2. Non-public sites - which includes the main site, which needs to protect forum attachments and other files - will have an .htaccess file in their site-specific blogs.dir directory. This file will redirect all requests to a download handler similar to cac-files.php (maybe even cac-files.php itself, I guess)
I think that the change to 1 is very easy (the UPLOADS constant or something like that). For 2, I'll need to write some custom code to generate .htaccess files. This routine will need to run whenever a site's privacy settings are changed, to either create or delete .htaccess, as appropriate. There'll also need to be a one-time update routine to create .htaccess files for existing sites. I've done a lot of this work for BuddyPress Docs and other projects, so it should be a somewhat reasonable port.
Posting here for any discussion (especially thoughts from Ray, in case I'm missing anything) before working on it. Putting in 1.12 for now, though it could be moved to a minor release, maybe early in the summer.
#8 Updated by Boone Gorges 7 months ago
After getting a report similar to #7985 this morning (#8602), I spent some time trying to understand our options a bit better. A full migration will be more complicated than I thought (we'd be inverting the default behavior of WordPress in a number of ways, with several layers of legacy content to deal with), but a partial mitigation of the problem is actually quite a bit easier.
I've made the following change, effective immediately on the production site: https://github.com/cuny-academic-commons/cac/commit/46d9b0de1e65ad80667c5b6b3a62b8acc5fd1e0b Here's what it does:
1. On private sites, do nothing.
2. On non-private sites (fully public or "discourage search engines"), do nothing on the front end. In the admin, filter WP's upload directory so that it points to /wp-content/blogs.dir/[blog-id]/files rather than /files/. The primary effect of this change is that dynamically-generated attachment URLs point directly to the files instead of to a WordPress endpoint. This means two things:
a. Uploaded images displayed in the admin - especially in the Media Library - are served directly from Apache. This should basically solve the problem in #7985 for non-private sites.
b. Images inserted into posts will have URLs that point directly to the file, so that loading them on the front end will not require bootstrapping WordPress a second (third, fourth...) time.
As noted, private sites are unaffected. Admins will still experience some slowness when loading their Media Libraries.
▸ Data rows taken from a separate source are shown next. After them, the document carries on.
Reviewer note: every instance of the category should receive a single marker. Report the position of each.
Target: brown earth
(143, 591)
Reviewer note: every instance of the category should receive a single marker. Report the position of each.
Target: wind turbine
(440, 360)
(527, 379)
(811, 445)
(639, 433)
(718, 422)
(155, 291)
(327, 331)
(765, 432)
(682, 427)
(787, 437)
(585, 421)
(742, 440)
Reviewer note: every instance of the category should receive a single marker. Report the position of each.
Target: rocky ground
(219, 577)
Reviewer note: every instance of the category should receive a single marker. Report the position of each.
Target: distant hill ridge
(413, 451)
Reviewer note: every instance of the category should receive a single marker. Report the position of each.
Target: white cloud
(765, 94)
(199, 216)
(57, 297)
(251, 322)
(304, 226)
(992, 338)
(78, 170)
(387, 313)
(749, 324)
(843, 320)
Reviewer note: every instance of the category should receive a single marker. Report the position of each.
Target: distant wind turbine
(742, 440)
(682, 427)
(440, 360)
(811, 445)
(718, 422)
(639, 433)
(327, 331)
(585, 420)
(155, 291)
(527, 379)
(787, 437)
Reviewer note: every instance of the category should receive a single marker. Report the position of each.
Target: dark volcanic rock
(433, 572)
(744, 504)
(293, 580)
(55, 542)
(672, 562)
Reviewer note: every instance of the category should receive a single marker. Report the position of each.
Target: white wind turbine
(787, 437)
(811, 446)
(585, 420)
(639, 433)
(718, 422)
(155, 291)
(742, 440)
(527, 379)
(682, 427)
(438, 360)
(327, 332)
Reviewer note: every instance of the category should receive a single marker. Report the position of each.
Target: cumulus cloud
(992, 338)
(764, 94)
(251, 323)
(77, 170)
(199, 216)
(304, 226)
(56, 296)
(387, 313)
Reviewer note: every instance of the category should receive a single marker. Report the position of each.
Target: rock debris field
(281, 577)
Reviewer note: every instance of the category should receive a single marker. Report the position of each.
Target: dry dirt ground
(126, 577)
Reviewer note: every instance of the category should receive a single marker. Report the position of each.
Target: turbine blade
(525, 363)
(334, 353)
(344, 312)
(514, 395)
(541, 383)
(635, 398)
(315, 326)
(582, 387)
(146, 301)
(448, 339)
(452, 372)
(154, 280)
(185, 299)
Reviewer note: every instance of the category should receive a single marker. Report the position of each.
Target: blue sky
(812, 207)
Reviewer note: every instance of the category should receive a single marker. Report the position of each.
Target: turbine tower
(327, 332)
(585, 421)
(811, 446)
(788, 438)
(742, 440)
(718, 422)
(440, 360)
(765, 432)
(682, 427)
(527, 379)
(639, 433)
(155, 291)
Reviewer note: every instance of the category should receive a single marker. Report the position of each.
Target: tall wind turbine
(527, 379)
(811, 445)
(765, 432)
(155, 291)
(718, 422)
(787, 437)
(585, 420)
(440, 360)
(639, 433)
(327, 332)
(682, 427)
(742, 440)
This solution is actually fairly robust and might constitute a "good enough" solution in the long run. There are some smaller remaining issues, which might fall outside the scope of this ticket:
a. While we do /files/ rewriting using cac-files.php to protect uploaded files, we don't actually have server-level protections against accessing these files directly. This doesn't have a practical effect in most cases, since the server URLs are never exposed, but it's something we should fix.
b. Related: When switching a site from private to non-private - or, more importantly, from non-private to private - we should have a cleanup routine that creates the necessary .htaccess file.
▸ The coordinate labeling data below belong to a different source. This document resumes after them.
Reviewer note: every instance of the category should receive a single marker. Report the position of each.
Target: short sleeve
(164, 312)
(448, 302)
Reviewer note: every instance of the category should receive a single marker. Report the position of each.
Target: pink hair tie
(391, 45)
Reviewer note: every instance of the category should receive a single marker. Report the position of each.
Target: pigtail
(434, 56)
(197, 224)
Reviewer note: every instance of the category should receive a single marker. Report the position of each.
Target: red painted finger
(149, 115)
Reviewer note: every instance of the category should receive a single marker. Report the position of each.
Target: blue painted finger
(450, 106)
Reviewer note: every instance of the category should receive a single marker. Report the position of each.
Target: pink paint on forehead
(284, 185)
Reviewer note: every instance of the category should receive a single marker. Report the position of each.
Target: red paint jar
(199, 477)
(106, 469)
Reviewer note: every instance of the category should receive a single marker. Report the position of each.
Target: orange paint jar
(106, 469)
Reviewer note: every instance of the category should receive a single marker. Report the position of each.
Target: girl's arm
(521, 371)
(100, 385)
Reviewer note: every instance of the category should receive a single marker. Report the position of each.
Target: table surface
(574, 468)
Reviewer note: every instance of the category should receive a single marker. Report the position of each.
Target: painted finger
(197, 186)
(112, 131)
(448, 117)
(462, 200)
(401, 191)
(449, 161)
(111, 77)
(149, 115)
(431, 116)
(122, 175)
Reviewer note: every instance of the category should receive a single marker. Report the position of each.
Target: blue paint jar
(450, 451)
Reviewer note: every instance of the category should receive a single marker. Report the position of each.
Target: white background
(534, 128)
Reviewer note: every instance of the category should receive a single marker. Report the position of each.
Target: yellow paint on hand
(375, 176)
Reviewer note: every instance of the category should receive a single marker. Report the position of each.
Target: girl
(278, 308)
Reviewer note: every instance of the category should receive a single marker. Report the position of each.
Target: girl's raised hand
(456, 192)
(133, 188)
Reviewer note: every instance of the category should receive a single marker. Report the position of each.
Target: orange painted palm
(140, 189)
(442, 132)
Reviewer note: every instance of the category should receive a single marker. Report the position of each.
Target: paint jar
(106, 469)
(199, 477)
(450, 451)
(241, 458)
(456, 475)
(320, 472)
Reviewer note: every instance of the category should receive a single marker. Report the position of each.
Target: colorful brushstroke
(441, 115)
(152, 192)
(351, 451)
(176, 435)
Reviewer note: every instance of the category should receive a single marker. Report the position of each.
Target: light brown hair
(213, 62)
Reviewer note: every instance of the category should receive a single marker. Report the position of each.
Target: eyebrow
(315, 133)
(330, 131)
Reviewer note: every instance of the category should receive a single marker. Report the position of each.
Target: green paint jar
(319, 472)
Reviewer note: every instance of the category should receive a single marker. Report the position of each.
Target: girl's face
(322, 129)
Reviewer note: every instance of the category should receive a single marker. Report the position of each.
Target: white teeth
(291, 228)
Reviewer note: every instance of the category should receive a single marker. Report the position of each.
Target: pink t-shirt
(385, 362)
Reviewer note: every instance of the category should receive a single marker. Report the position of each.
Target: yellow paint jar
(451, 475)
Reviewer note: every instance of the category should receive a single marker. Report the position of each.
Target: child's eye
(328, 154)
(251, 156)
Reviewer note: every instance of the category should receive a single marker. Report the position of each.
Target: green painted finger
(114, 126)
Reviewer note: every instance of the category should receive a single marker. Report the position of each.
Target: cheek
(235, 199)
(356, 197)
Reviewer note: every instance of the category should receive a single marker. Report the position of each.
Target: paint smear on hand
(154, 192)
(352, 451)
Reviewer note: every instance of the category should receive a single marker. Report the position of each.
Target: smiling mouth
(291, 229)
I'll leave the ticket open to address these latter issues. In the meantime, please keep a careful eye out for media-related support requests in the upcoming days.
#10 Updated by Boone Gorges 6 months ago
Here's a first pass at a tool that generates the necessary .htaccess file for non-public sites: https://github.com/cuny-academic-commons/cac/commit/5ce7e07d19f8ad8559a83fbcd68979a327efca5c
I've also written a wp-cli-script that will backfill .htaccess for existing sites, which is attached to this ticket.
It won't be practical to do very wide testing (beyond what I've already done) until we're in production. I'm leaving the ticket open to account for post-release issues.